As far as music goes, I started playing classical music on the piano
then listened to what my older brothers were listening to. Mostly Guns ‘n
Roses, Nirvana, the Doors, Led Zeppelin, and stuff like that.  My friends dad listened to old country which
I’m still really into.  Everything
changed for me when I started listening to the Beatles when I was 13 or
14.  It was like drugs for me and still
kind’ve is.  These days, I’m not the
“band fan” I was when I was a teenager but I still love hearing
“new” music, mostly obscure stuff from the 60’s.  The last band I REALLY got into was Big
Star.  Other than art and music,  my surroundings have always really influenced
me, whether I’m at home somewhere in California or travelling the world.  A couple of my favorite places in the world
are Big Sur & Joshua Tree in California.
How do you see the local scene?
The local music scene in LA is blowing up with psych/garage/surf bands.  It’s amazing
but like any music scenes revolving around a genre or an era, there’s a lot of
bands doing the same thing.  I don’t
really feel like I’m part of the LA scene to be honest.  I’m my own scene.   

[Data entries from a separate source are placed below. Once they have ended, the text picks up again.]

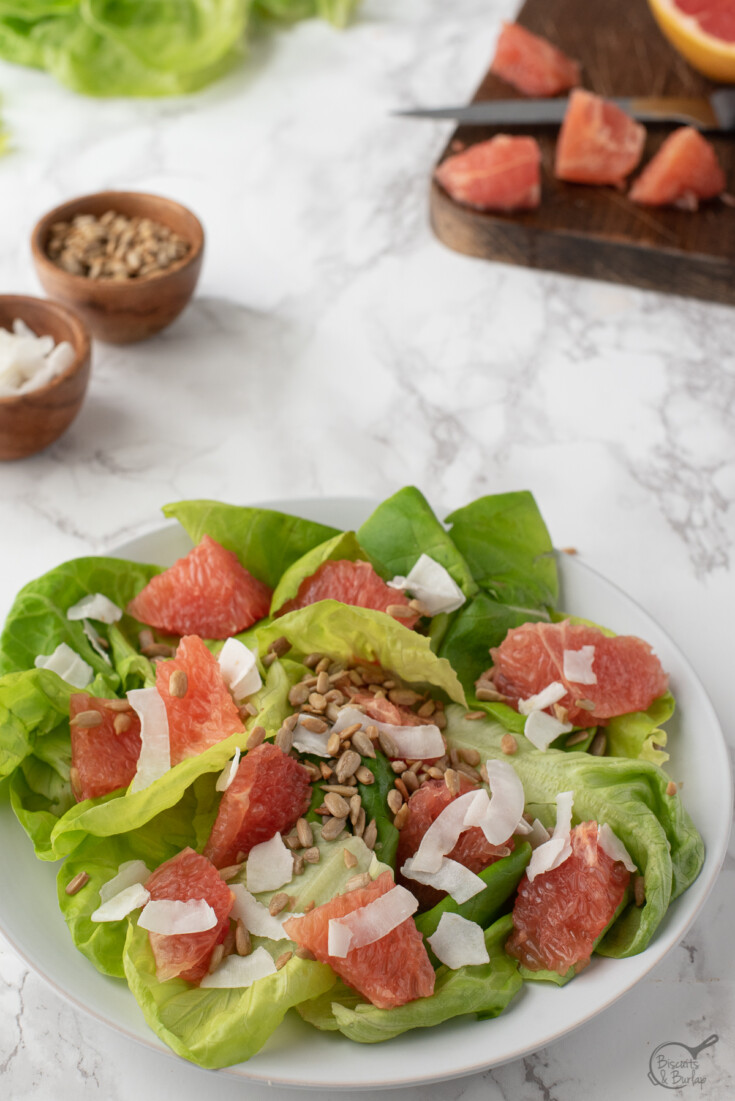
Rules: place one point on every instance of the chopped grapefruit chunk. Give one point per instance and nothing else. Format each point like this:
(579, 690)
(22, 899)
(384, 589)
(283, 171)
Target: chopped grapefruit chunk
(388, 972)
(208, 592)
(599, 143)
(531, 64)
(500, 174)
(269, 794)
(684, 171)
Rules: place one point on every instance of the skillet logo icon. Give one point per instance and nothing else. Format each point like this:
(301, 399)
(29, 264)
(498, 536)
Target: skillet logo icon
(675, 1065)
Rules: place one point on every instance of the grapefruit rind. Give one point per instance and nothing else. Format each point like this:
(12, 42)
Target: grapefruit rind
(710, 55)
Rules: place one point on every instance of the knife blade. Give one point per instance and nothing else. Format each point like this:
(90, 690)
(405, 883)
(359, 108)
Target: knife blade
(706, 112)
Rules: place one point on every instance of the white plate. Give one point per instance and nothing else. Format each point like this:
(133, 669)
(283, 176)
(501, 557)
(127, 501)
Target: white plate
(297, 1055)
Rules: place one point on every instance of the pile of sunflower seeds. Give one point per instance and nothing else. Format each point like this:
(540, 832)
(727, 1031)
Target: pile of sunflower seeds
(114, 247)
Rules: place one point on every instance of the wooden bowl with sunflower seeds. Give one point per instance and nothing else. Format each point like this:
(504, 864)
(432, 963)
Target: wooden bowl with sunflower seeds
(125, 262)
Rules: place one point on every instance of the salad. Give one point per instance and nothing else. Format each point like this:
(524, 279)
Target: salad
(375, 776)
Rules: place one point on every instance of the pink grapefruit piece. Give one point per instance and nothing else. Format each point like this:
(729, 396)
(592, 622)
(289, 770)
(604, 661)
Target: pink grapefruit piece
(206, 713)
(103, 758)
(208, 592)
(599, 143)
(391, 971)
(684, 171)
(561, 913)
(353, 582)
(531, 64)
(269, 794)
(186, 876)
(501, 174)
(628, 674)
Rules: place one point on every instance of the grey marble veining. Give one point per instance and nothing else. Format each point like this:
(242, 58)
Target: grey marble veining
(336, 348)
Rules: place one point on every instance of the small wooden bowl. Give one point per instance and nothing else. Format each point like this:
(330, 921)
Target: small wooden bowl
(33, 421)
(130, 311)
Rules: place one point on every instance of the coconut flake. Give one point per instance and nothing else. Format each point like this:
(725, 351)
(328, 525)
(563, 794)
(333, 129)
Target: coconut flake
(611, 843)
(270, 865)
(119, 905)
(417, 743)
(172, 916)
(457, 880)
(545, 698)
(239, 668)
(228, 773)
(443, 834)
(237, 972)
(130, 872)
(255, 917)
(459, 943)
(306, 741)
(373, 922)
(542, 729)
(558, 848)
(95, 641)
(66, 664)
(498, 817)
(578, 666)
(154, 760)
(97, 607)
(432, 586)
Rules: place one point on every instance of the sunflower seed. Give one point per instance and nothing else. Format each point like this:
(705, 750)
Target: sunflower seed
(76, 884)
(178, 685)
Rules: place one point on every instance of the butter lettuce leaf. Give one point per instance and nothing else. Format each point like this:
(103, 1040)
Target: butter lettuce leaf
(483, 989)
(628, 795)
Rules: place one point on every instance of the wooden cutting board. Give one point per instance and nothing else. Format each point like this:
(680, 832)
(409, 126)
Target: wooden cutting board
(596, 231)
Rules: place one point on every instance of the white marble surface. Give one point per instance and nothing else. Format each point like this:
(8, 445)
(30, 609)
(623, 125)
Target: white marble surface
(336, 348)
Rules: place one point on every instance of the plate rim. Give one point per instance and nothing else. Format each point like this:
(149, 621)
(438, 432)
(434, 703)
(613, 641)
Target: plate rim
(248, 1071)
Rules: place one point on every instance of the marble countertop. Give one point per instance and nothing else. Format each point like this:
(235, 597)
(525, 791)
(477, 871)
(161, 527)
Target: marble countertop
(336, 348)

Any bands you would like to recommend from your local scene?
I like the Mystic Braves (LA), Allah Las (LA), Mr. Elevator
& the Brain Hotel (SF), Joel Jerome/Babies on Acid (LA), The Electric
Magpie (SF), Sugar Candy Mountain (my drummer Will’s band in Oakland), Sonny
& the Sunsets (SF), The Range of Light Wilderness (Big Sur), Little Wings
(Calif).  My side project Dirdy Birdy is
fun but we rarely play shows. 
How about national and international?
Ummmm.  Floating
Action out of Asheville, North Carolina is great. Graves/Au Dunes from
Portland, OR too.  Ramiro from the Rotten
Mangos in McAllen, TX.  Other bands are
escaping my memory.  To be honest, I
don’t get impressed easily and have an awful memory.
I think we covered pretty much everything. Thanks for
stopping by.
Thank you! One last thing, I have another new
“proper” album coming out this December on vinyl and tape called
Geodesic Dome Piece which is all about smoking weed, hence the name of our
upcoming European tour “Way Too Stoned in Europe 2014”.  We also have an EP that is being released in
Greece for the tour.  Other than that, We
have 3 more albums set to be released in 2015 along with many more tours!